Among all combinations of images, classification algorithms, and land classes, the smallest SE for area estimates was for the water surface class owing to its stability, whereas the largest SE was for the industrial plant class. In fact, because cultivation characteristics of industrial plants in the study area are quite complex with a variety of species such as coffee, pepper, and cashew, all with uneven ages, large SEs are inevitable. This complexity also explains the large difference among area estimates for this class, ranging from 1643.45 km2
to 2223.87 km2
, or from 25% to 34% of the total area (Figure 10
Although classification accuracies for vegetation classes were not particularly large, the classifications are still useful for complex tropical rain forests that have been disturbed to different degrees such as in the Central Highlands of Vietnam. The area estimates and spatial distributions of the LULC classes produced from the current study will assist local authorities, managers, and other stakeholders in decision-making and planning regarding forest land cover and uses. The usual practice is for the Institution of Forest inventory and Planning (FIPI) to conduct a forest inventory and construct a forest map every five years. Local forest units such as Dak Nong receive the maps and update them manually. However, the accuracy of the map has usually not been announced, and inaccuracies and errors have been detected only by local forest staff when patrolling in the field. Moreover, LULC changes, particularly for industrial land, occur quickly and easily owing to factors such as unstable crop markets and increasing population resulting from migration. Thus, the results of this study will not only provide authorities with updated information on current conditions, but will also serve as a recommendation regarding methods for proactively updating LULC maps in a timely and costly manner. Specifically, timely and updated maps assist authorities by serving as a basis for formulating suitable solutions and policies for managing LULC including forest cover.
This research showed the utility of combining Sentinel-2, multi-spectral, and dry and rainy season band data when mapping LULCs in Dak Nong Province, Vietnam.
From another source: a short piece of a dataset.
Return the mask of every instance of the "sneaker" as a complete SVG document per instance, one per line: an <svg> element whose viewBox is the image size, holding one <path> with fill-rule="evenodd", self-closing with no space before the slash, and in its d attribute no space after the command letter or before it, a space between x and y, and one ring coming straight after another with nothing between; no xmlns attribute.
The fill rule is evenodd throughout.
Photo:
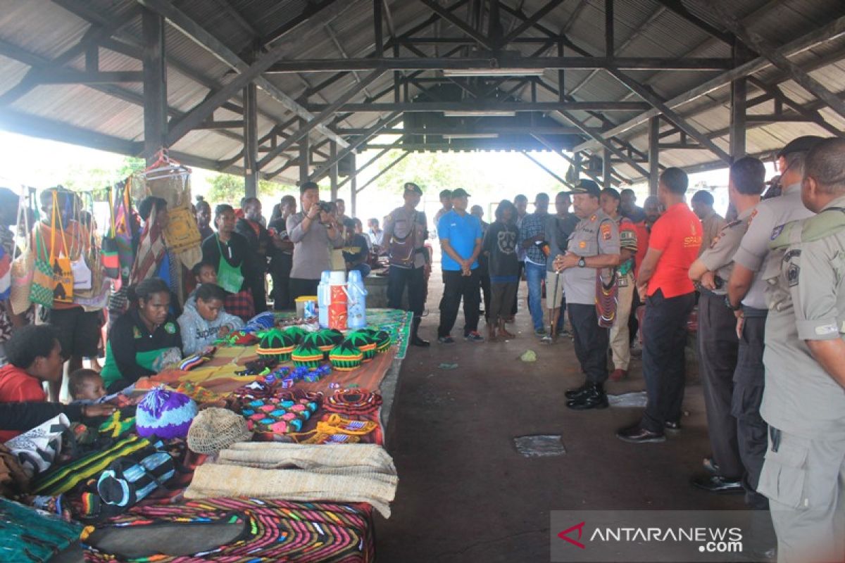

The greatest accuracies were achieved for the composite IMG 4 obtained by combining dry and rainy season image sets using the SVM classifier.
Among the classifiers, SVM produced the greatest accuracies, although RF, which had similar accuracies, was simpler to train and apply, and was less computationally intensive. For IMG 4, the greatest accuracies with SVM were OA = 80.3% and Kappa index = 0.813; for RF, the greatest accuracies were OA = 80.0% and K = 0.802. Thus, the combination of dry and rainy season imagery used with the SVM or RF may contribute to potentially new ways for classifying the complex tropical forest of Vietnam and similar areas. The area estimates and spatial distributions of the LULC classes produced from the current study will assist local authorities, managers, and other stakeholders in decision-making and planning regarding forest land cover and uses.
In conclusion, the two-season, multi-spectral Sentinel-2 images provided useful data for classifying LULC classes in areas with substantial fragmentation, especially for natural forests that have been disturbed and degraded at different levels such as in Dak Nong, Vietnam. The SVM and RF machine learning algorithms were both accurate classifiers when used with the Sentinel 2 imagery. The methods developed for this study are applicable to boreal and temporal forests with different classes in addition to the tropical forests for the current study. However, the model parameters always need to be re-estimated for each application.